Entire families on benefits could be hauled in for employability ‘makeovers’ by private firms as the UK welfare reforms kick in.
Welfare-to-work specialist A4e plans to use techniques developed in poor areas of Germany to boost the number of jobs it fills in the UK as the government opens up the market.
A4e is tackling deep-seated unemployment in the former coal-mining town of Gelsenkirchen by speaking to whole households about their collective and individual needs.
The firm believes this is the kind of scheme that can help it increase 10-fold the number of people it gets off welfare when the UK government introduces bigger, longer contracts for private firms.
“We have told the UK government that once we know where we are going with that scheme, we will be bringing it back,” said A4e group commercial director Sara McKee. “There are estates in this country where nearly every household is on benefits.”
A4e was tasked by the German authorities with finding work for a certain number of family members, and allowed each household to decide what worked best for it.
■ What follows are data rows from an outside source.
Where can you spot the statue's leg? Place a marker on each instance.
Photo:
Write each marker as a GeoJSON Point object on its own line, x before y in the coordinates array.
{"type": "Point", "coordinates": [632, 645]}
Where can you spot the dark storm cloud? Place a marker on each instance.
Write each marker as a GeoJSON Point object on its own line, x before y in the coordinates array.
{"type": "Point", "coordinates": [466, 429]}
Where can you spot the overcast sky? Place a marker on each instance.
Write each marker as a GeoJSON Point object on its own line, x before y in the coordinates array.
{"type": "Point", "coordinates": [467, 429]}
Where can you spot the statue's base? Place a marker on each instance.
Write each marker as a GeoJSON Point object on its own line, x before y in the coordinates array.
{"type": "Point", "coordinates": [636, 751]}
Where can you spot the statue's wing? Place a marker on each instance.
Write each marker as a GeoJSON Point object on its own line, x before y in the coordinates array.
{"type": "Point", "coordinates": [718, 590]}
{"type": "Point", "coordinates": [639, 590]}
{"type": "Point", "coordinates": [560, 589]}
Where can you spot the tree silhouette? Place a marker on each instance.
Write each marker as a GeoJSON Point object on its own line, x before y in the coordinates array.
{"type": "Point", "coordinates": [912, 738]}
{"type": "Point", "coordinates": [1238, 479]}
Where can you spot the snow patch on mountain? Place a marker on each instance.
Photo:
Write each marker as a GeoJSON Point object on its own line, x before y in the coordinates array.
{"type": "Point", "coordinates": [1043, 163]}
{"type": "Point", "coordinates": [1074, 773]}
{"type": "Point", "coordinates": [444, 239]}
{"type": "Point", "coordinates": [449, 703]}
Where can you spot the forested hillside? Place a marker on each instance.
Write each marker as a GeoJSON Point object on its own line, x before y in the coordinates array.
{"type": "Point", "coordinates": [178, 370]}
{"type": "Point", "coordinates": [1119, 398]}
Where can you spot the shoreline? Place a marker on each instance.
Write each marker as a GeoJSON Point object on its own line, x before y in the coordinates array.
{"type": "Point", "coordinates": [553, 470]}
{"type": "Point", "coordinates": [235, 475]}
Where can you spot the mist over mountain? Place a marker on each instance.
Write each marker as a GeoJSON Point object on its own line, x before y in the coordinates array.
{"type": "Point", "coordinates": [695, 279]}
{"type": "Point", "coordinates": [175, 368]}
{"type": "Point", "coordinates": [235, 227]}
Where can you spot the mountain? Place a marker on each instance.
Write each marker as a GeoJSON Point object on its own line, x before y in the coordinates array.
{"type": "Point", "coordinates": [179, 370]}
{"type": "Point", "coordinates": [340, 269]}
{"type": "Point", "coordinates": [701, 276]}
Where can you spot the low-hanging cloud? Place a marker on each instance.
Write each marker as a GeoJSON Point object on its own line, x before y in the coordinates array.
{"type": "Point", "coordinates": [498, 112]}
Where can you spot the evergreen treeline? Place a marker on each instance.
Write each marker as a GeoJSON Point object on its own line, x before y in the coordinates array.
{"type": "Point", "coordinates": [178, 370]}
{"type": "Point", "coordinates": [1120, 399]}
“You have to do it for the benefit of the community,” said McKee, stressing that specialist firms were best placed to work with families and individuals to get them used to going to work.
“With several members of a household on welfare, the impact of someone getting a job is on the whole family,” she added.
A4e secured jobs for 11,000 people in the UK last year, and McKee said that the firm could find work for up to 100,000 annually once the system was right.
A spokesman for the Department for Work and Pensions said: “We are determined to tackle entrenched worklessness, and are open to listening to new ideas in this area.”